As for the FinMedia folks at large, our commendation to them for discovering the FedFundsFutures having already priced in a 50-basis-points rise per the Federal Open Market Committee come 04 May. We noted same three weeks ago in the 02 April missive, but 'tis better the news at least play ketchup than remain pickled, (sorry).
As to "The Now" for Gold, here next is the two-panel graphic of price's daily bars from three months ago-to-date on the left and 10-day Market Profile on the right. Therein you can see the near-term negativity as Gold's "Baby Blues" of regression trend consistency turn downward whilst price is pinned down near the bottom of the Profile:
And 'tis the same for Sister Silver, say no more:
Ahead of a critical week for incoming economic metrics, we'll wrap it here with these three notes:
- "Researchers" report that millions of ably-eligible folks are choosing "indefinitely" to remain out of the workforce. We find it curiously coincident with such choice that -- going by S&P/Experian's data on consumer credit defaults -- they've just increased for the fourth consecutive month.
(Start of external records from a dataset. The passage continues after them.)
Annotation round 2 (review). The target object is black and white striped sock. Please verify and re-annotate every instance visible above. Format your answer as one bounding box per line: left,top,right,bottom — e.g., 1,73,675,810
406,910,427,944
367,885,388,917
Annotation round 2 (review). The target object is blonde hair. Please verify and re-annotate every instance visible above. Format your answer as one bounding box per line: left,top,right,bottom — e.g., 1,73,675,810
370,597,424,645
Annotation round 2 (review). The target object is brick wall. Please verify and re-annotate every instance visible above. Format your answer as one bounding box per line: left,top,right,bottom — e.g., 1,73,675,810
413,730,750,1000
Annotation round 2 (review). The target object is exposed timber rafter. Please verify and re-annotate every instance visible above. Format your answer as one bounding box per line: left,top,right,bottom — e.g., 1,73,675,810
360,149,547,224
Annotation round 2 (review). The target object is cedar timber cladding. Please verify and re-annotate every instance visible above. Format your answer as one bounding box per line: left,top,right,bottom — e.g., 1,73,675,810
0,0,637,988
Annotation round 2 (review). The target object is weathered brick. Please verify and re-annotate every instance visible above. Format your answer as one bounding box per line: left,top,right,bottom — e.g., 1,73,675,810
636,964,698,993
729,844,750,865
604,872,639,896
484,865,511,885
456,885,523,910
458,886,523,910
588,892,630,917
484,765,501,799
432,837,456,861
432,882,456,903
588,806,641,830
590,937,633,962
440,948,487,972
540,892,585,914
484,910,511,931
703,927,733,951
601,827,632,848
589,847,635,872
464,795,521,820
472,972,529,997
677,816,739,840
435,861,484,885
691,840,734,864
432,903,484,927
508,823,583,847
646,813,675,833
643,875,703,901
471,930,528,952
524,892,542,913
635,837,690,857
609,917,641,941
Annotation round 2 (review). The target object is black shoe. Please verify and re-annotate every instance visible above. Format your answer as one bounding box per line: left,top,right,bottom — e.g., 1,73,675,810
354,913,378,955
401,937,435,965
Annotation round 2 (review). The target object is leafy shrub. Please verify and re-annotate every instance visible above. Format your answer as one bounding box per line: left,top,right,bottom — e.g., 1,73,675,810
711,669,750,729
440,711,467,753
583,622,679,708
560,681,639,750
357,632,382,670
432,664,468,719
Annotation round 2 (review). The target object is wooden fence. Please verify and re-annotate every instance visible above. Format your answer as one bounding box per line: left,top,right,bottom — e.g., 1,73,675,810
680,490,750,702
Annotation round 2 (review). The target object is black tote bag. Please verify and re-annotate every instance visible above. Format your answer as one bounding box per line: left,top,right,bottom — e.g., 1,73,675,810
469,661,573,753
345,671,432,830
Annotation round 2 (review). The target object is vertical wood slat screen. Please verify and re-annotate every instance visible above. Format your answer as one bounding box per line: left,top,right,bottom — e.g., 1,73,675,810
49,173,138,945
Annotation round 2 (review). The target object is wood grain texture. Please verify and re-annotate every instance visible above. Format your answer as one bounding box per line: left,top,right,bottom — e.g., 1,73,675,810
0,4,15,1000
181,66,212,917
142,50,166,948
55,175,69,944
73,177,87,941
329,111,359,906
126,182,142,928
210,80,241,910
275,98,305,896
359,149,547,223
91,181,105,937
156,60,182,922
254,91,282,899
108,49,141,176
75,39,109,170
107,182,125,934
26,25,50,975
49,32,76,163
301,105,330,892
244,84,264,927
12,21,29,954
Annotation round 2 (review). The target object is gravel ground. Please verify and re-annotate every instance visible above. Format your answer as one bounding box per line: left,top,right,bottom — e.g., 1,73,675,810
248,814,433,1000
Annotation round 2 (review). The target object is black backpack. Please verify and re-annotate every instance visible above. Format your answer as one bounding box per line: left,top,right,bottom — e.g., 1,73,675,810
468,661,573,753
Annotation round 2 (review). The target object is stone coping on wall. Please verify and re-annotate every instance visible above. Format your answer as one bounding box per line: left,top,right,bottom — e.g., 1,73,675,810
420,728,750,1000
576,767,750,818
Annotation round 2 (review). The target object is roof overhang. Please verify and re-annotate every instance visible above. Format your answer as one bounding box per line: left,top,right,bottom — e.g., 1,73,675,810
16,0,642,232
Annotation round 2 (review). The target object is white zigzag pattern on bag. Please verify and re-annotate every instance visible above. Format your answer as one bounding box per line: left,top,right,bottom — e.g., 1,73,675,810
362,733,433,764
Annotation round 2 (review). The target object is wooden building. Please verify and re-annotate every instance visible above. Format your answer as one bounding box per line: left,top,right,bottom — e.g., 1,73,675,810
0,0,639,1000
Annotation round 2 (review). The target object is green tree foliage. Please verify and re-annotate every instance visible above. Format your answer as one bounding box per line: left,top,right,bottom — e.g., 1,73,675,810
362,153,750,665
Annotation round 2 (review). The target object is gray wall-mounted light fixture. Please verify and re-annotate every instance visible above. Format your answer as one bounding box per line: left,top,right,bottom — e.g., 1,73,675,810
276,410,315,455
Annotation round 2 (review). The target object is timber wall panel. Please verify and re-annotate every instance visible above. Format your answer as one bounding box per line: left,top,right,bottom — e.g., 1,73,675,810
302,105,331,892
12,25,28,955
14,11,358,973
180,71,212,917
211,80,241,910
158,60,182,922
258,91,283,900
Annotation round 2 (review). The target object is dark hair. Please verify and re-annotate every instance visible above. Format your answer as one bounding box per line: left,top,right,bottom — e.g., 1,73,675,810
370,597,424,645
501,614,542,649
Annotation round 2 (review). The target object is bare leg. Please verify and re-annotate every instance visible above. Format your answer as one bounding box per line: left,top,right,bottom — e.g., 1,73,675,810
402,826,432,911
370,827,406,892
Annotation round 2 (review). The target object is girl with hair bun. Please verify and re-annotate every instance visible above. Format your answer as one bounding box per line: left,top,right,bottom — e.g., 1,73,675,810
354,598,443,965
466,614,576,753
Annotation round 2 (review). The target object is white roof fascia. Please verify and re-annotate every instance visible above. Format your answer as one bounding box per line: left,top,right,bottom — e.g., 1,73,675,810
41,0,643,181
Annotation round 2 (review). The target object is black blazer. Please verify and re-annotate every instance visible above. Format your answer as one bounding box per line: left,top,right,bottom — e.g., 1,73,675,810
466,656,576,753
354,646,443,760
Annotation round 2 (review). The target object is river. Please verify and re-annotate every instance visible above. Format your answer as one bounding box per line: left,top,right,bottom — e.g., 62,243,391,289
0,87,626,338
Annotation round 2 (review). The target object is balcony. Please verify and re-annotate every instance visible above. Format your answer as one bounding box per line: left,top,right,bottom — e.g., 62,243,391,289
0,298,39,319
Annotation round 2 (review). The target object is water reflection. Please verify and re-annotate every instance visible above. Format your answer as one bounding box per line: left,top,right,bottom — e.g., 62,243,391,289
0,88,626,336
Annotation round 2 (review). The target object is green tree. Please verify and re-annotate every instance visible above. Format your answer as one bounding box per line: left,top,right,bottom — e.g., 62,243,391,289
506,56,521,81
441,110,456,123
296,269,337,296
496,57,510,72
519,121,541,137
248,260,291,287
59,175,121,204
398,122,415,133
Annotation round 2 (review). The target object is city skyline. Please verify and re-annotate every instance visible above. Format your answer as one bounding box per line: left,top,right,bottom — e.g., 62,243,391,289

Live by the credit card; die by the credit card.
- One Tobias Adrian -- The International Monetary Fund's Director for Monetary and Capital Markets -- expressed concern this past week over the risk for further selling in the markets such that we may "...see a certain amount of readjustment of asset valuations going forward..." That's a quaint way of putting it, one has to say.
- Ready for the Mother of all Metrics? Again with reference to it being a critical upcoming week for data from the "hot" economy, therein we'll get the first StateSide reading of Q1 Gross Domestic Product. The consensus is for a vastly reduced annualized pace of only +1.1%. But here's the killer: the consensus for the associated Chain Deflator is +7.3%. That is stagflation in spades, right there!
And Gold toward seeing its way clear remains so cheap through here!